Case Presentation: A 27 y.o. male with a history of pre-B cell ALL in complete remission on maintenance therapy with vincristine, 6-mercaptopurine, methotrexate, and receiving intrathecal methotrexate for CNS prophylaxis presented with a 2 week history of fevers, productive cough, night sweats, and fatigue. He had no recent exposure to children or sick contacts. Physical exam was notable for tachycardia, fever of 103oF, and pallor, with otherwise unremarkable pulmonary exam. On admission, labs were notable for WBC was 0.9×103 with an absolute neutrophil count of 738, Hb 6 g/dL, and platelets 169×103 (baseline: WBC 3.5-4 x103, Hg 14 g/dL, and platelets 225 x103). Reticulocyte index was 0.02. A chest CT revealed diffuse ground-glass opacities. A bone marrow biopsy revealed a hypocellular marrow with widespread, enlarged erythroblasts with intranuclear ground glass inclusions and chromatin margination in a background of erythroid hypoplasia characteristic for PB19. There was no evidence of leukemia. Infectious evaluation for respiratory viruses, endemic and opportunistic fungi, including diagnostic bronchoscopy with bacterial, viral, fungal and pneumocystis testing, was otherwise negative. Following return of characteristic bone marrow biopsy findings and progressive hypoxia on hospital day 6, 2 g/kg over 5 days IVIG therapy was initiated. He was further supported with RBC transfusions, folic acid, and cyanocobalamin. His fevers quickly abated and pulmonary symptoms improved. A serum parvovirus DNA PCR obtained on admission subsequently returned as positive.

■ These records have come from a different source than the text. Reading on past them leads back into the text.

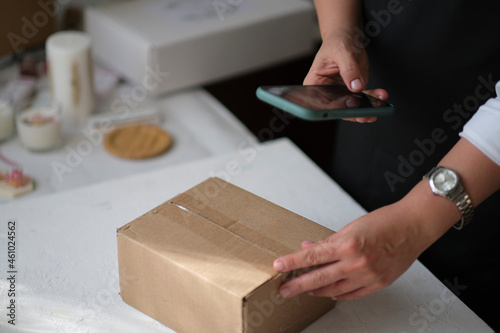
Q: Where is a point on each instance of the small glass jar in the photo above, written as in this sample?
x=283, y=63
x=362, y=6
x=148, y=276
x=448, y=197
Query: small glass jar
x=6, y=119
x=39, y=127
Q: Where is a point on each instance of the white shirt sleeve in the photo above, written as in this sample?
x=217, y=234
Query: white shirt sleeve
x=483, y=129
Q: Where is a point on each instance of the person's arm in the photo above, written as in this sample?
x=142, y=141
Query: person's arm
x=371, y=252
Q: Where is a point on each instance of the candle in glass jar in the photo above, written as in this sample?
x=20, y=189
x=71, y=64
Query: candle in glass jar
x=71, y=75
x=39, y=128
x=6, y=120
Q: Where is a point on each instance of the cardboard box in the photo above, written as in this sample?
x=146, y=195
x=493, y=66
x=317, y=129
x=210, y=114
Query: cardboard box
x=197, y=41
x=202, y=262
x=25, y=24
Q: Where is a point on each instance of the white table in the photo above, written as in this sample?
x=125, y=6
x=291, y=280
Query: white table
x=67, y=278
x=199, y=124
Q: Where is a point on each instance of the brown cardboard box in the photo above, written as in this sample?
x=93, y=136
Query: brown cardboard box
x=202, y=262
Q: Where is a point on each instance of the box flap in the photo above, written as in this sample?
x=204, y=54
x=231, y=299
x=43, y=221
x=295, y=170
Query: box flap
x=223, y=234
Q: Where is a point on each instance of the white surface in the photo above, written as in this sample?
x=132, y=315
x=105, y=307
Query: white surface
x=199, y=124
x=198, y=41
x=67, y=257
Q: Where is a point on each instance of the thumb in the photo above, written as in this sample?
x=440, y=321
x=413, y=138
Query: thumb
x=351, y=73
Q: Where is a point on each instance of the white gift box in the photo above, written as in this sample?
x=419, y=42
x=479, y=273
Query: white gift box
x=165, y=45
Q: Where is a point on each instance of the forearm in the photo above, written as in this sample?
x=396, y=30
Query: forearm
x=434, y=214
x=338, y=17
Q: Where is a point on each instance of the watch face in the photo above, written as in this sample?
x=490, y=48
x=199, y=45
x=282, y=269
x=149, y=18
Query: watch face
x=445, y=180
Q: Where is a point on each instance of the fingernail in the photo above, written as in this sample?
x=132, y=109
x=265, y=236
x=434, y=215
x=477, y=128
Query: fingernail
x=278, y=265
x=356, y=84
x=285, y=292
x=350, y=103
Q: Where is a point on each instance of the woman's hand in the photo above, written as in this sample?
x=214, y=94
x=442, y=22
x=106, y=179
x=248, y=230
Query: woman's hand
x=341, y=61
x=365, y=256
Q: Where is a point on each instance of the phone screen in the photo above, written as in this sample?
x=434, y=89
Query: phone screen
x=325, y=97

Discussion: Parvovirus B19 (PB19) presentation and severity varies depending on the immune and hematologic status of the host, ranging from erythema infectiosum or transient polyarthropathy in immunocompetent patients to transient aplastic crisis in individuals with hemaglobinopathies. In immunosuppressed patients, PB19 can present with a pure red-cell aplasia, chronic anemia, with rare involvement of other cell lines. Pulmonary manifestations are exceedingly rare, with only several case reports published. The case presented was unique, being an adult with acute lymphoblastic leukemia (ALL) who presented with PB19 manifested by fevers, agranulocytosis, anemia, and pneumonia responsive to intravenous immunoglobulin (IVIG) therapy.

Conclusions: PB19 has been reported as a cause of unexplained cytopenias in children undergoing treatment for ALL. However, its frequency in similar adult populations is not described. Additionally, this patient had unique manifestations with pneumonia and atypical cytopenias. This case highlights the variability in clinical presentation and importance of considering B19 in immunosuppressed patients presenting with fevers and unexplained cytopenias. Treatment with IVIG resulted in marked clinical improvement. Improvement in reticulocytopenia may herald recovery and may have utility in monitoring recovery.